Toronto Star

Palat, Lightning strike quickly

- TOM JONES

BOSTON— Some nights, he just might be the best player the Tampa Bay Lightning has.

No, he doesn’t score as often as Nikita Kucherov. No, he’s nowhere near as famous or popular as Steven Stamkos. No, he doesn’t get nearly the attention as goalie Andrei Vasilevski­y.

But make no mistake. Ondrej Palat is a big reason why the Lightning is where they are right now.

And where are they? Halfway to reaching the Eastern Conference final after going into their personal house of horrors and beating the Bruins, 4-1, Wednesday night to take a 2-1 lead in the best-of-seven series.

Palat has been a major factor in the team’s success over the past few seasons. And his fingerprin­ts were all over Game 3. He scored a pair of goals in the first 3:41 to spark the Lightning victory that has given Tampa Bay back the home-ice advantage it lost.

While certainly this series remains far from over, the Lightning have pretty much erased any of the ominous doubts one might have had after Boston’s dominating Game 1 victory.

For two games now, the Lightning have been the better team and Palat is the epitome of that.

He doesn’t get rattled. He plays well in his own zone. He makes solid hits. He takes hits to make plays. He scores timely goals.

The Lightning could not have dreamed for a better start Wednesday. Two goals in the first 3:41, both Palat. One off a pretty feed by Tyler Johnson, who is becoming the Lightning’s most clutch player in these playoffs. That goal came only 1:47 into the game.

Palat’s second goal, and his fourth of the playoffs, came off a deflection of a Victor Hedman shot from the point.

The goals pumped life and confidence into the Lightning and certainly sucked the air out of Boston’s sellout crowd. And Vasilevski­y made them hold up, stopping 28 of 29 Boston shots.

Patrice Bergeron cut the Lightning lead to 2-1 with a power-play goal with 5:48 left in the first period.

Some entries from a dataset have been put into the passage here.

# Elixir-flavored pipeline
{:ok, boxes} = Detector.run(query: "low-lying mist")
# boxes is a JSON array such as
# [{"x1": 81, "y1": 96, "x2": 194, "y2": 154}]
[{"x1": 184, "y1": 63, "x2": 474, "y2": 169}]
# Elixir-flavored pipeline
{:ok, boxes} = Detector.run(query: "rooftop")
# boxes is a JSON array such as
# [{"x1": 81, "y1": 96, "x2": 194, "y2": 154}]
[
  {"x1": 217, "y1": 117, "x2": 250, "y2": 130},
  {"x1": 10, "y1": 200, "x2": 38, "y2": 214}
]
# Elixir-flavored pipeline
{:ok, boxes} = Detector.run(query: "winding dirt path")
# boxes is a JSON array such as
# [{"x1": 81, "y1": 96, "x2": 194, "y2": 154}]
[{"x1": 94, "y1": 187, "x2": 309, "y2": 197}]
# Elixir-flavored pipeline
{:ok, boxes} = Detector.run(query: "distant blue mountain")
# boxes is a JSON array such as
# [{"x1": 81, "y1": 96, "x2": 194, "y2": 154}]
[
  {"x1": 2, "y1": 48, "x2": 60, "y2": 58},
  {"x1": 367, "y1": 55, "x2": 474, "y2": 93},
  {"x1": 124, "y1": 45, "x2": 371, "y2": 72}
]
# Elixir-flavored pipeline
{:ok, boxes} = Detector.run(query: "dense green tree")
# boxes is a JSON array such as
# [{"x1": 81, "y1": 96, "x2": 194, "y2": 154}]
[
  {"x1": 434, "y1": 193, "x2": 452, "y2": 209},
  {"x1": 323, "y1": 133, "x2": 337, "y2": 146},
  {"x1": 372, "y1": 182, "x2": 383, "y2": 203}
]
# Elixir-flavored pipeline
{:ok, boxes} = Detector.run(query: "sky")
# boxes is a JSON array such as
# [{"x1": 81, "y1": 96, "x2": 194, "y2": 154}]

But the Lightning took the air out of TD Garden again when rookie Tony Cirelli scored his first of the playoffs. Then they put the Bruins into a sleeper hold, stifling the Bruins for two periods, all while withstandi­ng Boston’s attempts to draw Tampa Bay into a street fight. Stamkos rounded out the scoring on the power play, in the final minute of the third.